Il me semble que nous devons avoir en grande révérence la parole que notre Sauveur et Rédempteur Jésus-Christ dit à ses disciples : « Mangez ce qui sera mis devant vous ». C’est, comme je crois, une plus grande vertu de manger sans choix ce qu’on vous présente et en même ordre qu’on le vous présente, ou qu’il soit à votre goût ou qu’il ne le soit pas, que de choisir toujours le pire. Car encore que cette dernière façon de vivre semble plus austère, l’autre néanmoins a plus de résignation, car par icelle on ne renonce pas seulement à son goût, mais encore à son choix ; et si, ce n’est pas une petite austérité de tourner son goût à toute main et le tenir sujet aux rencontres, joint que cette sorte de mortification ne paraît point, n’incommode personne, et est uniquement propre pour la vie civile. Reculer une viande pour en prendre une autre, pincer et racler toutes choses, ne trouver jamais rien de bien apprêté ni de bien net, faire des mystères à chaque morceau, cela ressent un cœur mol et attentif aux plats et aux écuelles. J’estime plus que saint Bernard bût de l'huile pour de l’eau ou du vin, que s’il eût bu de l’eau d’absinthe avec attention ; car c’était signe qu’il ne pensait pas à ce qu’il buvait. Et en cette nonchalance de ce qu’on doit manger et qu’on boit, gît la perfection de la pratique de ce mot sacré : « Mangez ce qui vous sera mis devant ». J’excepte néanmoins les viandes qui nuisent à la santé ou qui même incommodent l’esprit, comme font à plusieurs les viandes chaudes et épicées, fumeuses, venteuses ; et certaines occasions esquelles la nature a besoin d’être récréée et aidée, pour pouvoir soutenir quelque travail à la gloire de Dieu. Une continuelle et modérée sobriété est meilleure que les abstinences violentes, faites à diverses reprises et entremêlées de grands relâchements.

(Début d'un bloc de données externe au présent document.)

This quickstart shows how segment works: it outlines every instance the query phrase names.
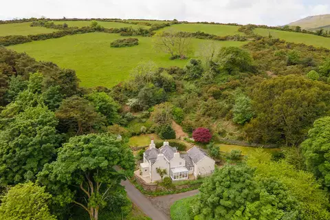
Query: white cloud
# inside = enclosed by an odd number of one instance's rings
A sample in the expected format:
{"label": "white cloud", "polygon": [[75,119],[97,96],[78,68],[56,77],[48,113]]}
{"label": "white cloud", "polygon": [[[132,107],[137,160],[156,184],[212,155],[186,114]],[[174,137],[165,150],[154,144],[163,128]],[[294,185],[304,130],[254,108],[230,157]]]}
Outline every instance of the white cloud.
{"label": "white cloud", "polygon": [[[320,3],[318,3],[318,1]],[[6,1],[0,19],[14,17],[173,19],[284,25],[307,15],[330,13],[315,0],[26,0]],[[322,1],[322,2],[321,2]]]}

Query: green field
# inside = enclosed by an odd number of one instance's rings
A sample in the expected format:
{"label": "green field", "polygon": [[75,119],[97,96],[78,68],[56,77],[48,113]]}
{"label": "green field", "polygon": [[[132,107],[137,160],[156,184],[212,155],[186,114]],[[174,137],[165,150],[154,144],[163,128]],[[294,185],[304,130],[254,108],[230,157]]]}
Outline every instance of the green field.
{"label": "green field", "polygon": [[166,27],[160,31],[168,30],[169,29],[175,31],[182,31],[187,32],[203,32],[208,34],[215,34],[217,36],[226,36],[234,34],[245,34],[238,31],[239,26],[230,26],[222,25],[211,25],[202,23],[190,23],[173,25],[170,27]]}
{"label": "green field", "polygon": [[323,36],[302,34],[292,32],[285,32],[277,30],[268,30],[264,28],[256,28],[254,32],[261,36],[268,36],[269,32],[273,38],[278,38],[285,40],[287,42],[294,42],[297,43],[303,43],[307,45],[314,45],[315,47],[323,47],[330,49],[330,38]]}
{"label": "green field", "polygon": [[[197,195],[182,199],[170,206],[170,219],[172,220],[190,220],[191,206],[197,199]],[[195,219],[198,218],[195,217]]]}
{"label": "green field", "polygon": [[30,27],[31,22],[6,23],[0,25],[0,36],[29,35],[52,33],[57,31],[54,29],[43,27]]}
{"label": "green field", "polygon": [[[155,52],[152,38],[137,36],[139,45],[131,47],[110,47],[110,43],[124,38],[119,34],[88,33],[60,38],[34,41],[8,47],[26,52],[38,60],[52,61],[61,67],[76,71],[85,87],[111,87],[124,80],[140,62],[153,60],[159,67],[184,67],[186,60],[169,59],[170,55]],[[205,40],[192,39],[195,51]],[[221,46],[241,46],[243,42],[216,41]]]}
{"label": "green field", "polygon": [[[251,153],[254,152],[258,148],[256,147],[250,147],[250,146],[243,146],[239,145],[230,145],[230,144],[217,144],[220,148],[220,151],[230,153],[232,150],[240,150],[242,151],[243,155],[248,155]],[[280,151],[280,148],[263,148],[263,150],[268,153],[274,153]]]}
{"label": "green field", "polygon": [[[53,21],[54,24],[60,25],[66,23],[69,27],[87,27],[90,26],[91,21]],[[150,28],[148,26],[132,25],[129,23],[120,23],[120,22],[107,22],[107,21],[98,21],[98,23],[105,28],[138,28],[139,27],[144,28]]]}
{"label": "green field", "polygon": [[162,139],[158,137],[157,135],[152,133],[148,135],[141,135],[138,136],[133,136],[129,138],[129,146],[148,146],[150,144],[151,138],[153,138],[153,140],[155,142],[162,142]]}

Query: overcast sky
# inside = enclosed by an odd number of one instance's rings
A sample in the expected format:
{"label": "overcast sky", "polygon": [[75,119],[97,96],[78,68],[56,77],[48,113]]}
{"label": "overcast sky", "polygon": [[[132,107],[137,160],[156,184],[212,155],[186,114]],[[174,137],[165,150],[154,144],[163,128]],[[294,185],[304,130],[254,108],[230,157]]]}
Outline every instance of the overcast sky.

La discipline a une merveilleuse vertu pour réveiller l’appétit de la dévotion, étant prise modérément. La haire mate puissamment le corps ; mais son usage n’est pas pour l’ordinaire propre ni aux gens mariés, ni aux délicates complexions, ni à ceux qui ont à supporter d’autres grandes peines. Il est vrai qu’ès jours plus signalés de la pénitence, on la peut employer avec l’avis du discret confesseur.

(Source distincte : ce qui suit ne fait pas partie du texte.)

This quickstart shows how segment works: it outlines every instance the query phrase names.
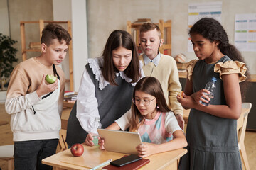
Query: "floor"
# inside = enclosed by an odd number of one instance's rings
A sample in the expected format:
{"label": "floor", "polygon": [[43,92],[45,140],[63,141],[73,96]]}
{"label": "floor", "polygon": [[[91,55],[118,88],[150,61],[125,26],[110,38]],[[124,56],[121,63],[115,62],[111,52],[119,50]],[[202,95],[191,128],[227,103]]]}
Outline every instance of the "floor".
{"label": "floor", "polygon": [[[68,118],[69,111],[64,112],[63,118]],[[10,121],[11,115],[4,110],[4,104],[0,103],[0,120]],[[245,134],[245,144],[250,169],[256,169],[256,132],[247,131]],[[10,125],[0,126],[0,145],[11,144],[12,132]],[[57,149],[57,150],[59,149]],[[7,162],[0,159],[0,167],[2,170],[7,169]]]}

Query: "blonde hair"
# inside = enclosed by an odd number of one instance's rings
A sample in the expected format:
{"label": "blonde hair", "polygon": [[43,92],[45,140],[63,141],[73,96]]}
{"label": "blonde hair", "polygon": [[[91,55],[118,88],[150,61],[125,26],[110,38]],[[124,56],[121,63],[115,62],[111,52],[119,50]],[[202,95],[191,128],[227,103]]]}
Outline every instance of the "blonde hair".
{"label": "blonde hair", "polygon": [[144,23],[142,24],[140,30],[139,30],[139,33],[146,33],[146,32],[148,32],[149,30],[154,30],[154,29],[156,29],[156,31],[158,33],[158,35],[159,35],[159,39],[161,40],[161,30],[160,30],[160,28],[159,27],[155,24],[155,23]]}

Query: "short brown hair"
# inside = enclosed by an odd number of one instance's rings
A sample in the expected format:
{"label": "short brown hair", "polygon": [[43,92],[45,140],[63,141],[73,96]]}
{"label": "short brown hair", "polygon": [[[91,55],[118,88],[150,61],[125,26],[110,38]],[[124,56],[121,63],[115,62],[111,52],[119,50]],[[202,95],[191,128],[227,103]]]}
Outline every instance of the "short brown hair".
{"label": "short brown hair", "polygon": [[142,24],[142,26],[139,30],[139,33],[141,33],[148,32],[149,30],[152,30],[156,28],[157,33],[159,33],[159,39],[161,39],[161,33],[160,28],[155,23],[146,23]]}
{"label": "short brown hair", "polygon": [[42,31],[41,43],[49,46],[52,43],[52,40],[55,38],[58,39],[60,44],[63,43],[63,40],[65,40],[68,45],[71,40],[70,35],[60,25],[55,23],[46,25]]}
{"label": "short brown hair", "polygon": [[[142,91],[154,96],[158,106],[157,111],[165,113],[171,111],[164,98],[161,84],[156,78],[154,76],[143,77],[137,83],[134,87],[133,98],[135,97],[136,91]],[[132,118],[129,120],[129,131],[136,132],[139,126],[144,124],[145,117],[140,113],[134,103],[132,103]]]}

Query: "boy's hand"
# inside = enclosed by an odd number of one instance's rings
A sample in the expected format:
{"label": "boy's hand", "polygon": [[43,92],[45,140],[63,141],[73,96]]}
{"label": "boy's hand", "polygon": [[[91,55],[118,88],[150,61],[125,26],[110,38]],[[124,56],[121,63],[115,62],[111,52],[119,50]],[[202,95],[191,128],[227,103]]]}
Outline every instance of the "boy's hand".
{"label": "boy's hand", "polygon": [[48,83],[46,83],[45,79],[46,79],[46,76],[44,74],[43,74],[42,81],[41,81],[41,84],[39,84],[38,89],[36,89],[36,94],[38,96],[38,97],[42,96],[43,94],[52,92],[58,88],[58,79],[57,79],[56,81],[55,81],[55,83],[50,84],[48,84]]}
{"label": "boy's hand", "polygon": [[139,156],[141,157],[146,157],[151,154],[156,154],[156,144],[143,142],[142,144],[139,144],[136,147],[139,153]]}
{"label": "boy's hand", "polygon": [[88,133],[85,139],[85,144],[91,147],[94,146],[94,143],[92,140],[93,140],[93,134]]}

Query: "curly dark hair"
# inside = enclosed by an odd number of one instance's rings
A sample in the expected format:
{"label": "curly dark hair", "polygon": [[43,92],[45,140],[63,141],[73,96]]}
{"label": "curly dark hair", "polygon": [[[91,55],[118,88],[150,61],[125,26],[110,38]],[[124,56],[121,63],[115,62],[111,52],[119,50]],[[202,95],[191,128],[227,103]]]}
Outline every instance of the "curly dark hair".
{"label": "curly dark hair", "polygon": [[[229,43],[226,31],[217,20],[210,18],[200,19],[190,29],[189,35],[191,34],[200,34],[211,42],[214,40],[219,42],[218,47],[223,55],[228,56],[233,61],[240,61],[245,63],[245,59],[240,51],[234,45]],[[248,68],[245,72],[245,76],[247,77],[246,81],[240,84],[243,101],[245,98],[245,92],[250,78]]]}
{"label": "curly dark hair", "polygon": [[63,43],[63,40],[65,40],[67,45],[70,44],[71,40],[71,36],[68,30],[60,25],[55,23],[46,25],[42,31],[41,43],[45,43],[49,46],[52,43],[52,40],[55,38],[60,44]]}

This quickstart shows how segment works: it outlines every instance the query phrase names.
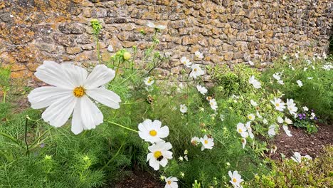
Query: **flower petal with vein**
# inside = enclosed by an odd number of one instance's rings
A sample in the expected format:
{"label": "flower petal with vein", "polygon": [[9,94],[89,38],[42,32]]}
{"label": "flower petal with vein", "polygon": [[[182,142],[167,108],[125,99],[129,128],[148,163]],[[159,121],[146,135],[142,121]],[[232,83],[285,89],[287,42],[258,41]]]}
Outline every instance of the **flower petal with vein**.
{"label": "flower petal with vein", "polygon": [[88,75],[82,67],[46,61],[35,75],[50,85],[33,90],[28,99],[33,109],[46,108],[42,118],[55,127],[63,126],[72,114],[71,130],[75,135],[103,122],[103,115],[90,98],[120,108],[120,97],[101,87],[115,78],[115,70],[105,65],[96,66]]}

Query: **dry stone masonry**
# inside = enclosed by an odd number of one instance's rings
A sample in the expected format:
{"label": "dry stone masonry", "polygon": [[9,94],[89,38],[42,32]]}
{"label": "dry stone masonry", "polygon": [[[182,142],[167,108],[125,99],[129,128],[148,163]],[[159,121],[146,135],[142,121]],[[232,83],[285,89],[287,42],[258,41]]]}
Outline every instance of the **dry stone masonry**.
{"label": "dry stone masonry", "polygon": [[330,0],[2,0],[0,63],[14,78],[32,75],[44,60],[95,63],[89,24],[97,19],[103,61],[149,45],[150,21],[167,26],[159,36],[158,49],[171,53],[162,74],[178,73],[179,58],[196,51],[204,64],[264,65],[285,53],[327,51],[332,18]]}

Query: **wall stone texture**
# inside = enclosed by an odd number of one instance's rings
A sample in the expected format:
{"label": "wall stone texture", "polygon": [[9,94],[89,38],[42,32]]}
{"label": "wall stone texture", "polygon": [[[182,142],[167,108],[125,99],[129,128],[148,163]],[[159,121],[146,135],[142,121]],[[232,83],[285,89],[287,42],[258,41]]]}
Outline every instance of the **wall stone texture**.
{"label": "wall stone texture", "polygon": [[327,51],[332,18],[330,0],[2,0],[0,63],[13,78],[31,76],[44,60],[96,63],[90,21],[97,19],[103,61],[109,46],[145,48],[150,21],[167,26],[158,37],[171,54],[162,74],[177,73],[179,58],[198,50],[204,64],[264,66],[286,53]]}

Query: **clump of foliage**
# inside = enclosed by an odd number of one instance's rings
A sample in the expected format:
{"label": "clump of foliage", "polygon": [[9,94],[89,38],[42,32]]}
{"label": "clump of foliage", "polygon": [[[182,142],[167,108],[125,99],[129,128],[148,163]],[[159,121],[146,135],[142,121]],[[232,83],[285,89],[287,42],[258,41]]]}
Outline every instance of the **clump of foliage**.
{"label": "clump of foliage", "polygon": [[[263,79],[268,86],[279,90],[285,98],[292,98],[302,106],[313,109],[323,120],[333,119],[333,72],[324,69],[329,62],[322,59],[314,60],[300,58],[285,58],[277,61],[272,68],[263,73]],[[331,65],[332,66],[332,65]],[[277,83],[273,74],[282,73],[284,85]],[[302,86],[297,81],[300,80]]]}
{"label": "clump of foliage", "polygon": [[272,170],[258,174],[244,187],[332,187],[333,147],[327,147],[322,156],[301,163],[292,160],[271,161]]}

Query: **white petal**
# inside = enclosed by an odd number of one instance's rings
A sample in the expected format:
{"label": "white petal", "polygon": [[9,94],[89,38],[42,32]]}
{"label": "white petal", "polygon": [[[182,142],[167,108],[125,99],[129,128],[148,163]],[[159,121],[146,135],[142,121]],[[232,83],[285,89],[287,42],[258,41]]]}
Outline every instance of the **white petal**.
{"label": "white petal", "polygon": [[59,98],[51,105],[42,114],[45,122],[51,125],[58,127],[63,125],[68,120],[76,105],[77,98],[73,95]]}
{"label": "white petal", "polygon": [[70,95],[73,95],[71,90],[45,86],[33,90],[28,95],[28,99],[32,108],[41,109],[52,105],[59,98]]}
{"label": "white petal", "polygon": [[85,83],[85,88],[92,89],[104,85],[115,78],[115,72],[105,65],[98,65],[95,67],[88,77]]}
{"label": "white petal", "polygon": [[43,65],[37,68],[35,75],[39,80],[54,86],[68,89],[73,89],[75,87],[68,81],[70,79],[60,65],[54,61],[45,61]]}
{"label": "white petal", "polygon": [[119,103],[122,102],[120,97],[113,91],[104,88],[93,88],[86,90],[87,95],[102,104],[114,109],[118,109],[120,106]]}
{"label": "white petal", "polygon": [[81,109],[80,109],[80,100],[81,99],[78,99],[76,103],[75,108],[74,109],[74,113],[73,113],[72,117],[72,132],[75,134],[80,134],[84,129],[83,122],[81,120]]}
{"label": "white petal", "polygon": [[85,129],[93,129],[103,122],[103,114],[87,96],[80,98],[81,120]]}
{"label": "white petal", "polygon": [[72,63],[61,63],[63,72],[69,78],[68,81],[75,87],[83,85],[87,79],[88,72],[85,68],[75,66]]}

Il faut prendre de la nuit pour dormir, chacun selon sa complexion, autant qu’il est requis pour bien utilement veiller le jour. Et parce que l’Écriture Sainte, en cent façons, l’exemple des saints et les raisons naturelles nous recommandent grandement les matinées, comme les meilleures et plus fructueuses pièces de nos jours, et que Notre Seigneur même est nommé Soleil levant, et Notre Dame aube du jour, je pense que c’est un soin vertueux de prendre son sommeil devers le soir à bonne heure, pour pouvoir prendre son réveil et faire son lever de bon matin. Certes, ce temps-là est le plus gracieux, le plus doux et le moins embarrassé ; les oiseaux mêmes nous provoquent en icelui au réveil et aux louanges de Dieu : si que le lever matin sert à la santé et à la sainteté.

Balaam monté sur son ânesse allait trouver Balac ; mais parce qu’il n’avait pas droite intention, l’ange l’attendit en chemin avec une épée en main pour le tuer. L’ânesse, qui voyait l’ange s’arrêta par trois diverses fois, comme rétive ; Balaam cependant la frappait cruellement de son bâton pour la faire avancer, jusques à la troisième fois qu’elle, étant couchée tout à fait sous Balaam, lui parla par un grand miracle, disant : « Que t’ai-je fait ? pourquoi tu m as battue déjà par trois fois ? » Et tôt après, les yeux de Balaam furent ouverts, et il vit l’ange qui lui dit : « Pourquoi as-tu battu ton ânesse ? si elle ne se fût détournée de devant moi, je t’eusse tué et l’eusse réservée ». Lors Balaam dit à l’ange : « Seigneur, j’ai péché, car je ne savais pas que tu te misses contre moi en la voie ». Voyez-vous, Philothée, Balaam est la cause du mal, et il frappe et bat la pauvre ânesse qui n’en peut mais.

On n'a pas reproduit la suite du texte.